Lensless Microscopy Chip for Diagnostic Applications

Researchers at the University of Connecticut have developed a lensless microscope that allows an observer to enjoy an enormous field of view.

Instead of a lens, the system relies on a diffuser that lies between the object being imaged and the camera sensor. This novel technology could greatly help clinicians to assess diagnostic tissue samples by letting them view two entire slides at once.

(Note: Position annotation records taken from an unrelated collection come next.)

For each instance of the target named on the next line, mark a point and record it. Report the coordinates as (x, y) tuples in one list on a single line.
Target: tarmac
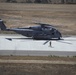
[(13, 44)]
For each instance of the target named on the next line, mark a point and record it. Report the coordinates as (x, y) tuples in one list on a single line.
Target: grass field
[(21, 15), (37, 68)]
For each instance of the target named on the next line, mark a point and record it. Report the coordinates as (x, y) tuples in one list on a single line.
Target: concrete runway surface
[(20, 45)]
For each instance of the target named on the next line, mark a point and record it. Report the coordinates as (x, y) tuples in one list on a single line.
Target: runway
[(12, 44)]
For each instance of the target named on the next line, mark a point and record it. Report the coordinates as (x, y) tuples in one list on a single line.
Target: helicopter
[(38, 32)]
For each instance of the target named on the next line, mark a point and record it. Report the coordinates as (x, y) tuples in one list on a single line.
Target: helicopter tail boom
[(2, 25)]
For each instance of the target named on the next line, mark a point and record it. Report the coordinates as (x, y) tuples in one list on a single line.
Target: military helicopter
[(38, 32)]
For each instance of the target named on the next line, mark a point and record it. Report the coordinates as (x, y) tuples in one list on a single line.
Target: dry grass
[(52, 58), (37, 69), (20, 15)]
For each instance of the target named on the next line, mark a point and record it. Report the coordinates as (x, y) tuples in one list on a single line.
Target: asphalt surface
[(12, 44)]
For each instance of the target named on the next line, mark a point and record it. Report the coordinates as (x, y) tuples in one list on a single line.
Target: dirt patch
[(21, 15), (38, 69)]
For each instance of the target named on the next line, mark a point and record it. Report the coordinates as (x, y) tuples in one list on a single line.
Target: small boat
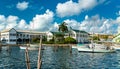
[(30, 47), (116, 47), (94, 48)]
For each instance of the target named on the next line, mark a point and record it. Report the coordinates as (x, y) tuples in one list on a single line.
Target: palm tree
[(63, 27)]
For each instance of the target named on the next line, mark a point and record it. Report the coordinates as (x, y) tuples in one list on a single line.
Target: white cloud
[(22, 25), (118, 13), (95, 24), (22, 5), (68, 8), (12, 22), (42, 22), (71, 8)]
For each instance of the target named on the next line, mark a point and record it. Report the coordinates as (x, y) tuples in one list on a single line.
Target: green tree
[(63, 27), (70, 40)]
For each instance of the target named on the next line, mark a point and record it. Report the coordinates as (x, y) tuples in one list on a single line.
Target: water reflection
[(61, 58)]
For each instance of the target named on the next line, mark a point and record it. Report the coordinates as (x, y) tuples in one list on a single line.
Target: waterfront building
[(12, 36), (79, 35)]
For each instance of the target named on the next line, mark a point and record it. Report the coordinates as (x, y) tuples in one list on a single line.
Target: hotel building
[(78, 35)]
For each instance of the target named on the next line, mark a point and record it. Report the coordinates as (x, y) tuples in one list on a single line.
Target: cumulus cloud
[(67, 9), (118, 13), (42, 22), (22, 5), (22, 25), (12, 22), (95, 24), (71, 8)]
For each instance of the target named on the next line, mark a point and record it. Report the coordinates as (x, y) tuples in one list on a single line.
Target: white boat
[(98, 48), (116, 47), (30, 47)]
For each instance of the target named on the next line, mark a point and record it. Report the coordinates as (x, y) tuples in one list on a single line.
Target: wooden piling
[(27, 58), (39, 55)]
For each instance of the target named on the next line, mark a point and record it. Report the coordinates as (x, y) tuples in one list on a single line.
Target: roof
[(57, 32), (80, 31), (7, 30), (22, 31)]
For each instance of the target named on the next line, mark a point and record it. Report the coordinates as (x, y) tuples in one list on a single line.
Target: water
[(59, 58)]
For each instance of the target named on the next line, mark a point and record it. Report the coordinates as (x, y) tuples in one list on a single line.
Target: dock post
[(27, 58), (70, 48), (39, 62)]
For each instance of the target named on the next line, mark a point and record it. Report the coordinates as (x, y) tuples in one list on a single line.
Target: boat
[(116, 47), (94, 48), (30, 47)]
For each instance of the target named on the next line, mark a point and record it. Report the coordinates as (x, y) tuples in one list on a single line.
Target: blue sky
[(99, 16)]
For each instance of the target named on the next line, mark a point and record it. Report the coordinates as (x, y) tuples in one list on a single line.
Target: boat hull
[(94, 50)]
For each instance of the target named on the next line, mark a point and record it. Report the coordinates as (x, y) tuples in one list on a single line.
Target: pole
[(27, 59), (39, 54)]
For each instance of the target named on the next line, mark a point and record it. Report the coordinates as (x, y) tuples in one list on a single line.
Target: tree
[(63, 27)]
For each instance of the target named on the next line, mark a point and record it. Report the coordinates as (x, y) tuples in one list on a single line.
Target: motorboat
[(116, 46), (94, 48), (30, 47)]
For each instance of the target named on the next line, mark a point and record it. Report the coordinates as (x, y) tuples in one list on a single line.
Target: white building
[(12, 36), (78, 35)]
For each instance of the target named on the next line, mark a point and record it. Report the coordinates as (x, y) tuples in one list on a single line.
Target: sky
[(92, 16)]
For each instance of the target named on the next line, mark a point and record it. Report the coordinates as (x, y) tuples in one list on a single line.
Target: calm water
[(61, 58)]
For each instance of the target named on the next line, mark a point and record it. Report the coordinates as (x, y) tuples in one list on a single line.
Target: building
[(78, 35), (12, 36)]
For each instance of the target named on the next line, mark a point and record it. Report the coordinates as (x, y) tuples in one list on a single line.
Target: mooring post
[(39, 55), (70, 48), (27, 58)]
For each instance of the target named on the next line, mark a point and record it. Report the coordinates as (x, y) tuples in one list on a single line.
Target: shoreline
[(64, 45)]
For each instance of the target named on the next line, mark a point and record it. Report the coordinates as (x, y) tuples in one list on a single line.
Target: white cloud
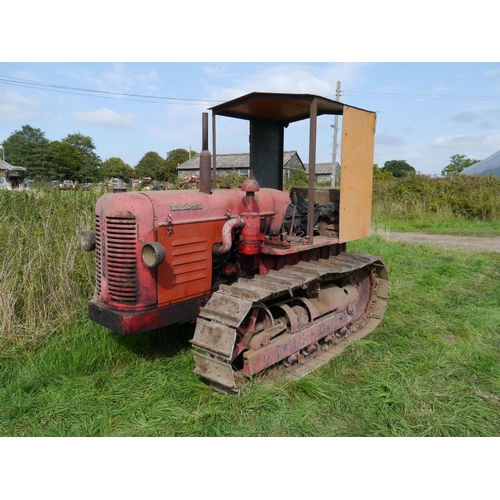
[(388, 140), (15, 107), (478, 142), (464, 116), (106, 118)]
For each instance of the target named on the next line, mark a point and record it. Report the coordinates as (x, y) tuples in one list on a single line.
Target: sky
[(426, 112), (138, 80)]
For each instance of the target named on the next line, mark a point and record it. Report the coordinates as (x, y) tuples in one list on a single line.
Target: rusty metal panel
[(356, 179)]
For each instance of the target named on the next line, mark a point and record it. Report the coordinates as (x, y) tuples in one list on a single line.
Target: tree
[(30, 148), (175, 158), (116, 167), (399, 168), (457, 164), (83, 164), (151, 165), (68, 160), (380, 175)]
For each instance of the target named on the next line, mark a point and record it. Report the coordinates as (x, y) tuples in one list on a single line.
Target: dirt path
[(468, 243)]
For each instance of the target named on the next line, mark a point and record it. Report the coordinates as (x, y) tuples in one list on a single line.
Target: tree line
[(401, 168), (74, 158)]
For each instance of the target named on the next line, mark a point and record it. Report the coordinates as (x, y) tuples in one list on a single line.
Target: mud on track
[(467, 243)]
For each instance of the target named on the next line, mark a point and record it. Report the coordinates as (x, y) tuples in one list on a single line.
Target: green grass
[(432, 368), (435, 224)]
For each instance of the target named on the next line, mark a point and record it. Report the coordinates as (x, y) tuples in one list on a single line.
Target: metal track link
[(216, 328)]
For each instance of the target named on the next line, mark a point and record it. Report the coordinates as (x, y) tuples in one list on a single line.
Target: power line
[(396, 95), (20, 82)]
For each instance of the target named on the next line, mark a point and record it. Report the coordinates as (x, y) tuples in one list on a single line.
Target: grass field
[(432, 368)]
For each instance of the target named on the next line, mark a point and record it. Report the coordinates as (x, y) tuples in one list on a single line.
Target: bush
[(472, 197)]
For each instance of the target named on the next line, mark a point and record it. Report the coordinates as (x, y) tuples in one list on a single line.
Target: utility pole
[(334, 154)]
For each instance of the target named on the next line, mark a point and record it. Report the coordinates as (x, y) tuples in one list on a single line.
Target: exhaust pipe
[(205, 158)]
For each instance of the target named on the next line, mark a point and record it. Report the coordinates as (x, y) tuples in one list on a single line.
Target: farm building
[(488, 166), (324, 172), (239, 163)]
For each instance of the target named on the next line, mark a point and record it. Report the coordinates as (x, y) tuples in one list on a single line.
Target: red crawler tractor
[(263, 273)]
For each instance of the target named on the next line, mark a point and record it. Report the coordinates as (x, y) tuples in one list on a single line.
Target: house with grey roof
[(240, 164), (323, 172), (488, 166)]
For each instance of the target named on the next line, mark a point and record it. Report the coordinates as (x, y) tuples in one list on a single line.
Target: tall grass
[(432, 367), (43, 272), (427, 201)]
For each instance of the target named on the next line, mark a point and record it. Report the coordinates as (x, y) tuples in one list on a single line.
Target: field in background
[(432, 368)]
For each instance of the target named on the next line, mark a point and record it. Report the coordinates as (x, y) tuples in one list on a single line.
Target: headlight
[(153, 254), (87, 240)]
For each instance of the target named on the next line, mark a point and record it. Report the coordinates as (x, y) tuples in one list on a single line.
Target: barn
[(239, 163), (488, 166)]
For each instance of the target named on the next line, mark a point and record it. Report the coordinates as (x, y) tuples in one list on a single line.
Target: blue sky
[(426, 112), (59, 76)]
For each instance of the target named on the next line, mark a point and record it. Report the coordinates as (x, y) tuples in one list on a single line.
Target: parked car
[(67, 185)]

Conventional microscopes allow an observer to view a very small portion of a slide at a time. This makes assessing tissue samples to diagnose disease cumbersome and time consuming. The field of view for light microscopes is typically only 1-2 millimeters, whereas tissue samples can frequently be several centimeters across.

To address this, these researchers set out to develop a new microscopy technique that allows for a dramatically increased field of view. It involves illuminating a specimen with a focused beam of light, and then using a diffuser between the specimen and the camera sensor, rather than a lens. While the sensor acquires images, the diffuser moves around the specimen randomly, and the system later reconstructs a final image from the obtained information.

“This approach cuts down on processing time, cost, and allows for a more complete image to be produced of the sample,” said Guoan Zheng, a researcher involved in the study. “Imagine being able to read a whole book at once instead of just a page at a time. That’s essentially what we hope our technology will allow clinicians to do.”

The team’s technology boasts a 30 mm2 field of view, permitting clinicians to analyze two full tissue slides simultaneously. Interestingly, using this system, samples do not need to be stained before analysis in order to spot features such as the nucleus. In fact, the researchers have developed the technique so that features such as nuclei can be automatically identified and counted.

“By using our lensless, turnkey imaging system, we can bypass the physical limitations of optics and acquire high-resolution quantitative information for on-chip microscopy,” said Zheng. “We’re excited to continue to refine this technology for commercial and clinical applications to have a tangible impact for patients and researchers.”